Il y a dans Titanic, de James Cameron, cette chose rare, presque inquiétante : l’alliance du gigantisme et de l’intime, du mélodrame le plus échevelé et d’un certain vertige technique. L’œuvre a été vue, commentée, moquée, sacralisée, revisitée, décalquée à l’infini — mais rarement réécoutée dans son cœur battant. Car si Titanic est d’abord une entreprise de démesure, c’est aussi un film hanté par le deuil, une élégie déguisée en blockbuster, un chagrin orchestré comme une symphonie.
Le récit est bien connu, presque mythologique. Avril 1912. Le plus grand paquebot jamais construit fend l’Atlantique, emportant avec lui les rêves, les hiérarchies, les fantasmes de tout un monde qui croit encore au progrès comme à une religion. À son bord, deux corps étrangers : Jack Dawson, garçon libre comme l’air, naufragé du sort, et Rose DeWitt Bukater, héritière asphyxiée par la richesse, prisonnière d’une existence corsetée. Leur rencontre est une collision d’univers, une ligne de faille où se joue autre chose qu’un simple amour : un désir de vivre, une pulsion de fuite face à un monde qui ne veut rien entendre.
Mais l’amour, ici, n’est jamais un refuge. Il est un feu de Bengale au milieu d’une nuit glacée.

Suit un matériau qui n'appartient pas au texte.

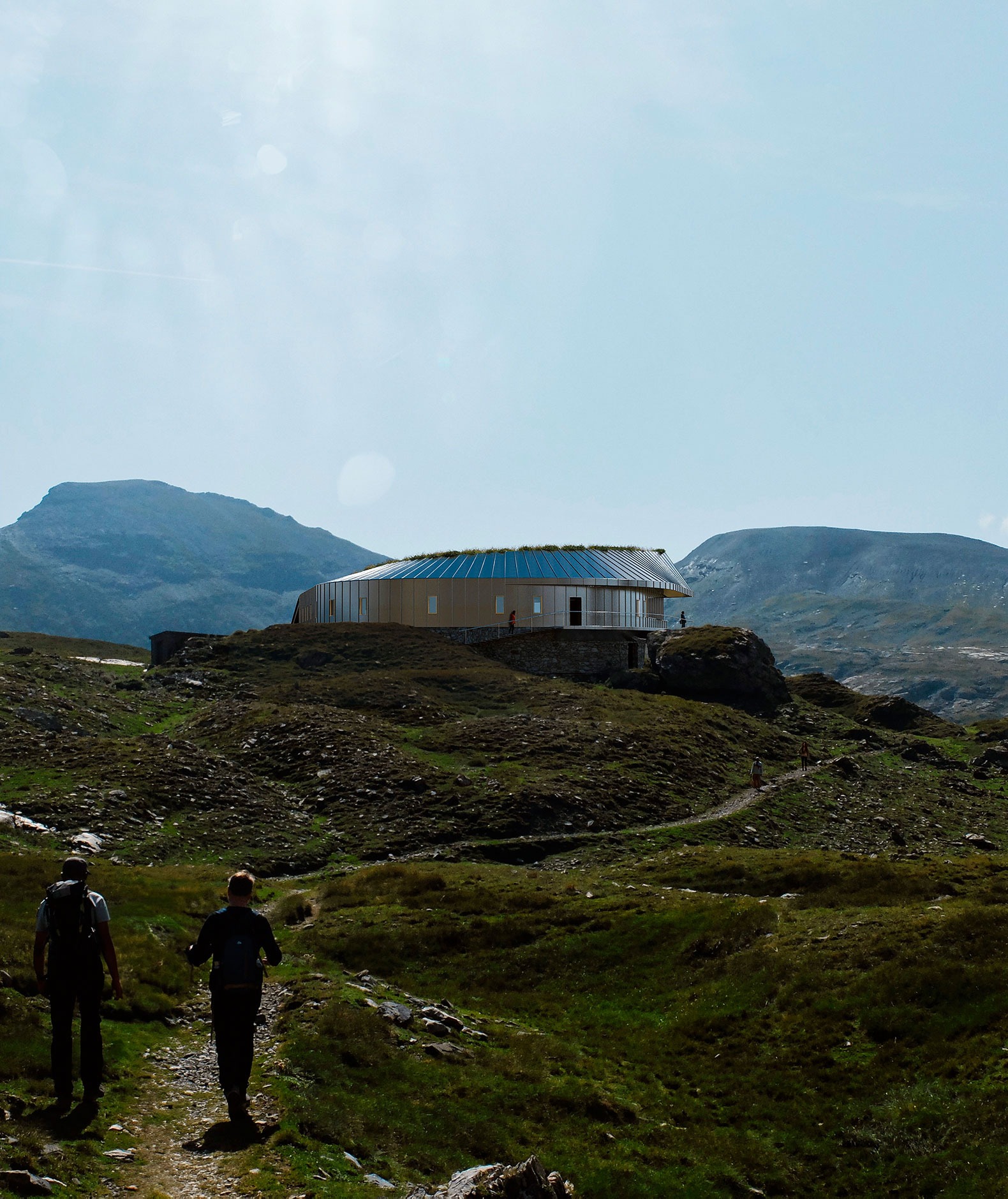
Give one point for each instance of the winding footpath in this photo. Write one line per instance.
(186, 1148)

Cameron, souvent caricaturé pour son obsession du détail technologique, comprend ici quelque chose d’essentiel : ce qui émeut, ce n’est pas tant l’histoire d’amour elle-même que le sablier qui l’étrangle. Chaque baiser est déjà adieu. Chaque éclat de joie est suspendu au-dessus de l’abîme. Le spectateur sait, dès le début, ce qui attend ces personnages — et c’est précisément cette connaissance qui rend chaque seconde plus vive, plus cruelle, plus vibrante.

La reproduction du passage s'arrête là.